A screening policy can be a regulation, guidance document, or legislation and can be mandatory or nonmandatory. For enactment dates of nonmandatory policies, the month during which a policy was enacted was treated as the beginning of the exposure to the policy; all infants born in that month were classified as exposed and all infants born in months before any screening policy was adopted were treated as unexposed. Months for which the implementation date of a mandatory screening policy occurred on the first day of the month were classified as exposed. Because mandates typically have a lead time before being implemented, with gradual adoption of screening by hospitals, births during months after a mandate had been enacted but not yet implemented were classified as exposed to nonmandatory screening policies, the same as months during which explicitly nonmandatory screening policies were in place.

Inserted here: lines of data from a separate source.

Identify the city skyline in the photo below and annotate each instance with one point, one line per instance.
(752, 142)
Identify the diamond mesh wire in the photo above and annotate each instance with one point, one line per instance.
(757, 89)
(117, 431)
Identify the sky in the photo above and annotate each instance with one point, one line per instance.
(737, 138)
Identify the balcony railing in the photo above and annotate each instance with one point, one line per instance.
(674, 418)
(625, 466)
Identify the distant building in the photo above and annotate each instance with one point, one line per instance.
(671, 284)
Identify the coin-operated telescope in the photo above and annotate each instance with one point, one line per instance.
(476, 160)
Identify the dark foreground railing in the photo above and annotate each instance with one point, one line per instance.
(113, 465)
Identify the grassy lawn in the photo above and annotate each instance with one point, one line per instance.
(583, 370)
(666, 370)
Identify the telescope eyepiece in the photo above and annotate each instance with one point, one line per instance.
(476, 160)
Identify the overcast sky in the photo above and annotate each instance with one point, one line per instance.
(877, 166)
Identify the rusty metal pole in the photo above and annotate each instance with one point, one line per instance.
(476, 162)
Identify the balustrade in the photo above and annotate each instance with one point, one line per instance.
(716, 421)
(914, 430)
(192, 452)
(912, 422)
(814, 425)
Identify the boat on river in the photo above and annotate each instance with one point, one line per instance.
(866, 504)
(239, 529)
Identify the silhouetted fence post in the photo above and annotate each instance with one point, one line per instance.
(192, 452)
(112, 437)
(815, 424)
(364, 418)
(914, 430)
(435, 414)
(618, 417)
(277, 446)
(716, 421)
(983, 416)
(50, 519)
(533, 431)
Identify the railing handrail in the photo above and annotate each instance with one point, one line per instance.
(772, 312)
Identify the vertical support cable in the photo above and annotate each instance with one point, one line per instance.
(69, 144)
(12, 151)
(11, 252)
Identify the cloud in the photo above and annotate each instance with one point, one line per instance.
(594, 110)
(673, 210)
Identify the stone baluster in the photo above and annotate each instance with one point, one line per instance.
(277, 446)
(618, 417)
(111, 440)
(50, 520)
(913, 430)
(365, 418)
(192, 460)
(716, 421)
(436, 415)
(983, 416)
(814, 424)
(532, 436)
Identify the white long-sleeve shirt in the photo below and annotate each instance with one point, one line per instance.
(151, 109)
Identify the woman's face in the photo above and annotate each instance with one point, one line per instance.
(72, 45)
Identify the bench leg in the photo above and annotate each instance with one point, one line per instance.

Enactment and implementation dates were identified by review of legislation, regulations, or guidance documents or descriptions of those policies when available, supplemented by a source of information on critical congenital heart disease screening policy dates in months (Table 1).11
In the period linked birth/infant death data set used in this study, approximately 90% of infant deaths due to critical congenital heart disease occurred in the first 6 months after birth. The main outcome variables were the numbers of early infant (from 24 hours to <6 months of age) deaths due to either critical congenital heart disease or other/unspecified congenital heart defects based on International Statistical Classification of Diseases and Related Health Problems, Tenth Revision (ICD-10) codes Q20.0-Q26.9 for underlying cause of death (eTable 1 in the Supplement). Deaths coded for patent or persistent foramen ovale (Q21.1) or patent ductus arteriosus (Q25.0) if the infant was born preterm were excluded because these are considered normal conditions of prematurity.16 To identify deaths coded for critical congenital heart disease, ICD-10 codes associated with 12 phenotypes were used, although some codes may include noncritical congenital heart disease malformations (eTable 1).17 All deaths not coded for critical congenital heart disease were classified as “other” congenital cardiac deaths. Births from January 1, 2007, to June 30, 2013, were included in the analysis; births in the second half of 2013 were excluded to ensure that all deaths prior to 6 months of age were identified.
Data were aggregated by birth month and year and state of birth. Because not all infant death records could be linked to the corresponding birth certificate, weights included in the data set were used in the aggregation to adjust for the percentage of death certificates linked to birth certificates, which varied slightly by age at death and state. Early infant deaths due to critical congenital heart disease and other/unspecified congenital heart defects among infants born in states that at the time of birth had policies in effect that mandated screening were compared with cohorts of infants born in states without screening policies in place at the time of birth.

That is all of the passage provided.